O carnaval acabou. Mas como acabou!? Como pode!? Dá uma
tristeza sem fim. Nada como o carnaval pra mostrar que tudo passa, que a vida é
uma grande ilusão e que, na maior parte do tempo, nos deixamos enganar. Mas que
ilusão gostosa! A euforia, a sensação de que, sim! Toda fantasia é possível.

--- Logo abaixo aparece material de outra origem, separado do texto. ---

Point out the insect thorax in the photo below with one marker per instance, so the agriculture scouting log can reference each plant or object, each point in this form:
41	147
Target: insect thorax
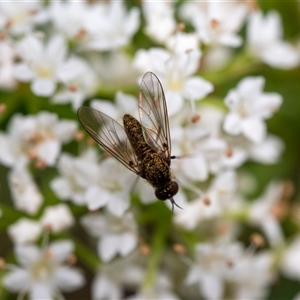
134	132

Sim! Nós podemos quase tudo ali de frente pros Transnacionais, meio
embriagados, com os braços pra cima, as pernas cansadas de pular, enquanto o
trompete, o tamborim, a guitarra, o baixo, a percussão, a bateria ensurdecem
todos os quases e se´s.
Pessoas de todas as idades, de muita idade, de pouca idade, jovens
já não tão jovens, cabelos brancos, cabelos tingidos, corpos malhados e peles
flácidas se sacodem como a dizer em tom de desafio: vamos pra frente, ainda
temos o carnaval, ainda temos a cerveja, hoje as mulheres estão dançando! E poucas
coisas são tão belas quanto uma mulher dançando. A vida segue um pouco
desajeitada na quarta-feira de cinzas, mas é de algum lugar bem lá no meio dessa
euforia que muita coisa do que é humano faz sentido.

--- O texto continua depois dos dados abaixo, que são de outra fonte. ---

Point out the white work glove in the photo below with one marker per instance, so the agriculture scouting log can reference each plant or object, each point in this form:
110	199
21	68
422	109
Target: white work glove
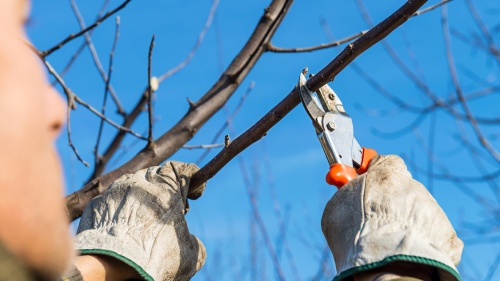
385	216
140	221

O carnaval nos infunde essa sensação fútil, quase ridícula,
de potência. É ridículo aproveitar a vida como se, em grande parte das vezes, ela
não fosse um sem sentido terrível e cruel. Mas aí a banda toca e a nossa
euforia também sem sentido, nossos excessos também sem sentido, todo o nosso
desejo de gozo parecem fincar um sentido bem lá no meio do desespero. Um
sentido fútil, irônico, um sentido que nos grita ao ritmo do frevo: eis tudo, a
vida é agora! Amanhã morremos e a vida segue sua sina, com seus erros, esperanças
e vícios.
Hoje, ainda é terça. Por isso eu escuto Vida Boa, composta
pelo nosso Fausto Nilo e pelo Armandinho (sim, o cara do trio elétrico) pela
enésima vez, de novo, de novo e de novo. Foi a minha música do carnaval. E eu
nem a conhecia! Desde sábado já a ouvi umas trocentas vezes, sempre na voz do
Caetano Veloso. O Caetano canta carnaval como ninguém, canta tudo como ninguém.
E tomo mais uma cerveja e fumo outro cigarro e outra cerveja. “Aonde o sonho
vai, meu sonho vai / meus sonhos vão”. Amanhã é quarta-feira de cinzas, vou me
consolar com a corrida, deixo de fumar mais uma vez e a vida volta com toda a
sua caretice, com todas as obrigações, com todo seu cinza.
Na quarta-feira nos bate essa tristeza de termos feito cinzas
de todas as nossas ilusões de potência e gozo. Mas tenho pra mim que, apesar da
tristeza, alguma coisa nasce das cinzas, alguma coisa que diz “a vida é agora,
amanhã morremos e, aí sim, tudo serão cinzas”.